Crowdsourcing is a word that many of us have heard but not everybody understands. Google defines it as [to] "obtain (information or input into a particular task or project) by enlisting the services of a number of people, either paid or unpaid, typically via the Internet." This happens all over the place but one of the most successful examples of crowdsourcing that I have seen is Foursquare.

Up until somewhat recently we all knew Foursquare as that app everybody used to checkin places and let their friends know where they were at. Beyond that it allowed users to provide comments/ratings about the places they checked in. As adoption of the service grew so did their database of locations and even more important, information about those locations.

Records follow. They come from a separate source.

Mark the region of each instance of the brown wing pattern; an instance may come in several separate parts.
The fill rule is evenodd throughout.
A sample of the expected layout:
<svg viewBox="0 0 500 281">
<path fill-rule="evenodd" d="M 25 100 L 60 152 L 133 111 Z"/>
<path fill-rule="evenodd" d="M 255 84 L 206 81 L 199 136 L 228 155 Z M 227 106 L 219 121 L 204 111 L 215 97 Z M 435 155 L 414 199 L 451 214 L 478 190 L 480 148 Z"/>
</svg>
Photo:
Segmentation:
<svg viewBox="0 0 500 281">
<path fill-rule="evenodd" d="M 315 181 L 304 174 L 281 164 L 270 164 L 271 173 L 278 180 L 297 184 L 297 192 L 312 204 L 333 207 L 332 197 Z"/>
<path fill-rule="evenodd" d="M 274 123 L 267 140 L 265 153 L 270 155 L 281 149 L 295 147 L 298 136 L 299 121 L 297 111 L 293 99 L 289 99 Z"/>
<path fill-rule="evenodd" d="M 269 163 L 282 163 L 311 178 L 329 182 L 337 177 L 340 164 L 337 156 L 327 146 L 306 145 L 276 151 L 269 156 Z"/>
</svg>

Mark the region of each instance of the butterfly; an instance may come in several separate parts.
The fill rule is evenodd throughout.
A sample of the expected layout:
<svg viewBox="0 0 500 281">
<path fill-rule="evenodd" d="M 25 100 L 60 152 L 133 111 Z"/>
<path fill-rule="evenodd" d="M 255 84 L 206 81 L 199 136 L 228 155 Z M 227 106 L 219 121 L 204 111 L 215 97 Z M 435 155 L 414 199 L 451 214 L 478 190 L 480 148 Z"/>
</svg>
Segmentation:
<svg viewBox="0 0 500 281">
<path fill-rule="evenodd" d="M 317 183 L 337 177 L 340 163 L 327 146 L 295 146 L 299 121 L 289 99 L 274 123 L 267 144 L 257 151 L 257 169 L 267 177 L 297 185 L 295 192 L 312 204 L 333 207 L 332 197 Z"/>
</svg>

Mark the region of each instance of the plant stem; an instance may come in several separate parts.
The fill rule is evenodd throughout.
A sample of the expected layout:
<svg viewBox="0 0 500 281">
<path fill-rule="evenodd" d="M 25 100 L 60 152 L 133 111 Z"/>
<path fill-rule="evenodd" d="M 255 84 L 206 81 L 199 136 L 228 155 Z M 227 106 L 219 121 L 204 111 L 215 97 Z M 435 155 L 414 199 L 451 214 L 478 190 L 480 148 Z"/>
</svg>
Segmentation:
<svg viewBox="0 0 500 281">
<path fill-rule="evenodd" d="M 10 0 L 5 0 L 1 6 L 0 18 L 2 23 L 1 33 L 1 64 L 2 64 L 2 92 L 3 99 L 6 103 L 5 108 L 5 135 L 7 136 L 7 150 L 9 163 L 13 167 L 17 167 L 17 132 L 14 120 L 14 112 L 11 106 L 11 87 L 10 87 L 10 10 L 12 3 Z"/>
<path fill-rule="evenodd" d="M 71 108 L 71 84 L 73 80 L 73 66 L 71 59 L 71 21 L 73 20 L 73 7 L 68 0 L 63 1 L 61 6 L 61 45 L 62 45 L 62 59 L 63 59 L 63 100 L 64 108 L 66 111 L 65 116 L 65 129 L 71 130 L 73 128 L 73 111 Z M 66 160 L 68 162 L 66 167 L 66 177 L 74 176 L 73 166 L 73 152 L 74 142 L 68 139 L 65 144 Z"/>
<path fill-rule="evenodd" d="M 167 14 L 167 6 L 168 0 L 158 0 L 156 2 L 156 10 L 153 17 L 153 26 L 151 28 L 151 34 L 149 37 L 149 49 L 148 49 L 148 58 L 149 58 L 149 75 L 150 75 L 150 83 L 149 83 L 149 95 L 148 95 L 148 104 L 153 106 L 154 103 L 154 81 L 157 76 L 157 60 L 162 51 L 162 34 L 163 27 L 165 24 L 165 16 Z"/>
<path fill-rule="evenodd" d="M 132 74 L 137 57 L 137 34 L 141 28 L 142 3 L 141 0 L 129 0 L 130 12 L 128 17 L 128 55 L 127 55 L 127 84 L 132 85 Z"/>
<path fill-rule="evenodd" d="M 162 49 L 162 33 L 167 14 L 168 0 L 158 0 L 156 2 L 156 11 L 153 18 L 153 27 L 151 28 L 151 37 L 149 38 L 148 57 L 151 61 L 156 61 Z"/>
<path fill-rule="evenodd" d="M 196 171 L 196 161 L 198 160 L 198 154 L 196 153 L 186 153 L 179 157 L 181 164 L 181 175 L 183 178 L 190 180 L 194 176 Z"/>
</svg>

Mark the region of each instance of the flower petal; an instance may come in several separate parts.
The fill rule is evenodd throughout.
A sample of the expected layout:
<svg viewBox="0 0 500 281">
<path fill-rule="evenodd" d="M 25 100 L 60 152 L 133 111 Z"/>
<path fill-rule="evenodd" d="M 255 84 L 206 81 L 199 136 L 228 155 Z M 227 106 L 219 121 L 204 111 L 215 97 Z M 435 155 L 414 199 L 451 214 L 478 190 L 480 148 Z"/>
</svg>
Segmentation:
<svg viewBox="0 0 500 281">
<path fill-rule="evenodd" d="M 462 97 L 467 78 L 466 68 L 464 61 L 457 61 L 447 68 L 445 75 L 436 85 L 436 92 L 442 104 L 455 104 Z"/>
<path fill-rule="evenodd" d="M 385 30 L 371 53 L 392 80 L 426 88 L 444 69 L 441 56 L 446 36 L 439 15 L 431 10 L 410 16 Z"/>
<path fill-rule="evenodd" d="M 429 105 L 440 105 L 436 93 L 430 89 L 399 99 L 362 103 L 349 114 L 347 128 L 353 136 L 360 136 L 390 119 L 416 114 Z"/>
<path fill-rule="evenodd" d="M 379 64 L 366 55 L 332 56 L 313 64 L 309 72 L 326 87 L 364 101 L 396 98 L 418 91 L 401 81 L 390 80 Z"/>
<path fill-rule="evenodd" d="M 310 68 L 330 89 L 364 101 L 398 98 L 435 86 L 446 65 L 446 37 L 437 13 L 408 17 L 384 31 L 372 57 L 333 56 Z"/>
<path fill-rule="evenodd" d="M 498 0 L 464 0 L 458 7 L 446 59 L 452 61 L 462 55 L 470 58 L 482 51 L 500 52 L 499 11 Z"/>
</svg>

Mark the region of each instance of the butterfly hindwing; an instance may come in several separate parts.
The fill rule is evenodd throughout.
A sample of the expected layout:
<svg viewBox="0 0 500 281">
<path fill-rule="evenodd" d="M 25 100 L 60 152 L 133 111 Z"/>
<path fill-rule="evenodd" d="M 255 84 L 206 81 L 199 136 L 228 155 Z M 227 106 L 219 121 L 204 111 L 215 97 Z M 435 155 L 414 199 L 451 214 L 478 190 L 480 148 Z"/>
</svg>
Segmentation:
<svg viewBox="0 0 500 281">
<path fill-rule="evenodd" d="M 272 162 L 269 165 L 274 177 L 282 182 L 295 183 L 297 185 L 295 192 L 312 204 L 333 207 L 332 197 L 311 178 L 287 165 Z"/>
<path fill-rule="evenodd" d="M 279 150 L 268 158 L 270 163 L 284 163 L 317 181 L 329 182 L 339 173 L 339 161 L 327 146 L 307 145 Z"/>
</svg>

Recently Foursquare (as we knew it) has spun off into two apps, Foursquare and Swarm. The original checkin app, Foursquare launched in March of 2009 while the new checkin app, Swarm launched in May of 2014. You may be wondering, why the name change, or even more appropriately, what does this have to do with crowdsourcing? The way I see it, Foursquare conducted one of the most successful crowdsourcing experiments by posing as just an app to "check in" and share your location with friends while behind the scenes building an enormous database of detailed information about locations all over the world. I truly believe if they had gone about this in almost any other way it would have failed. The fact that they made it dead simple to create/share locations and provide comments about them was huge, and equally important, they gamified the heck out of it. From their point system to badges to mayorships, they played all their cards right. Anybody notice how nearly all of those things are gone now that they aren't relying on us to seed their database any more?

So now we have two apps, Swarm which is purely for "checking in" (sharing location) and organizing groups for public outings as well as Foursquare which is now one of the most populated and informative directories of public venues. The vast majority of people I followed on Foursquare stopped checking in once the split happened and now all reviews/discovery must be done through the Foursquare app. I can imagine there are numerous business decisions for going this route and I definitely applaud the company for proving that crowdsourcing definitely works and when done correctly it can be immensely effective.